Signora Calzone: come ci si sente a recitare a seno nudo e con la coda di pesce?

«Non me ne parli. Una fatica improba. Ma divertentissima. Se il bello di fare l'attore è l'immaginarsi in panni totalmente diversi dai tuoi Beh: ancorchè succinti, questi sono diversissimi!».

Scritto da Ivan Cotroneo e interpretato anche da Luca Argentero, Sirene è una novità assoluta per la Rai: per la prima volta si tenta il genere fantasy, mescolandolo alla commedia sentimentale.

«È la storia di quattro sirene di quattro età diverse (io sono la matriarca: Marica, di circa 300 anni) che dagli abissi si avventurano sulla terraferma alla ricerca dell'ultimo tritone, fuggito fra gli umani. La latitanza dell'unico maschio disponibile fa loro rischiare l'estinzione. E l'incontro-scontro con una dimensione diametralmente opposta alla propria nell'acqua a comandare sono le donne, così come sulla terra sono (o sarebbero) gli uomini- ci parla di tolleranza, d'inclusione, perfino di amore per il diverso».

Girato a Napoli, pare che Sirene abbia obbligato tutti gli interpreti partenopei a imparare a nuotare

«Già: che da bravi napoletani nell'acqua se la cavano male. Mi volete far affogare?, ho esclamato io. E allora tre mesi d'allenamento in piscina, per fortificare, acquisire disinvoltura, imparare a gestire la mono-pinna (cui poi gli effetti speciali avrebbero sovrapposto la coda ittica), a immergersi tenendo gli occhi aperti. Al contrario di quanto si può credere tutte le scene acquatiche sono state girate dal vero: o nelle gelide acque del golfo, in piena notte e in pieno ottobre, o nella piscina dei vigili del fuoco di Napoli».

Che tipi sono queste sirene? E come fa un'attrice a interpretare un essere umano a metà?

«Facile. Basta dar voce al desiderio segreto di ogni donna, quando ha a che fare con un uomo: Zitto. E obbedisci. Le nostre sirene, non solo ammaliano i maschi: li comandano a bacchetta».

E il passaggio dalla tenebrosa donna Imma alla solare Marica la cosa ha significato per lei? Una vacanza dalle tenebre? Un po' di respiro?

«Al contrario! Far ridere è più difficile che far paura. Lo sanno tutti. Questa sirena è un personaggio da commedia; e la commedia è matematica pura. Sbaglia un calcolo, e l'effetto manca. È questione di concentrazione, tensione, precisione. Una sfacchinata.

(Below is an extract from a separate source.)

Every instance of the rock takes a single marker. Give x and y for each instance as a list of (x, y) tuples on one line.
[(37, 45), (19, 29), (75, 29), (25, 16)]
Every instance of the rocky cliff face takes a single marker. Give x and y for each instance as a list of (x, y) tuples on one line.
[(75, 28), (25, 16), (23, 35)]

Ma i suoi fans, che numerosi la seguono sui social, come reagiranno al radicale cambio di prospettiva?

«Nello spettatore l'identificazione fra ruolo e interprete è molto forte, è vero. Prova ne sia che da due anni sui social continuano a chiamarmi donna Imma. Ma nel frattempo m'hanno chiamata anche Ninella (dal film Io che amo solo te), Angelica (dal cartoon La Gatta Cenerentola) perfino Desiderio (dal trans che interpretavo in Mater Natura). Vuol dire che se questa sirena sarà abbastanza azzeccata, e io sarò stata abbastanza brava, ora mi chiameranno Marica».

Pare che, poco prima del successo di Gomorra lei avesse deciso di farla finita col mestiere dell'attrice.

«È così. Quarantacinque anni e ancora nessuna vera affermazione. Recitare è una necessità esistenziale, prima che lavorativa. Sentivo il bisogno di esprimermi; e nessuno mi stava ad ascoltare. Quanto durerà ancora?, mi chiedevo. Già pensavo quale altro lavoro avrei potuto cercarmi. Oggi, a quarantotto anni, ho conquistato l'affetto del pubblico, la stima dei colleghi. E anche di me stessa».

Dunque cos'è oggi per lei il successo? Una vendetta sul caso? La rivalsa del destino?

«No: un regalo della vita. Di cui godo e mi rallegro. Ogni mattina».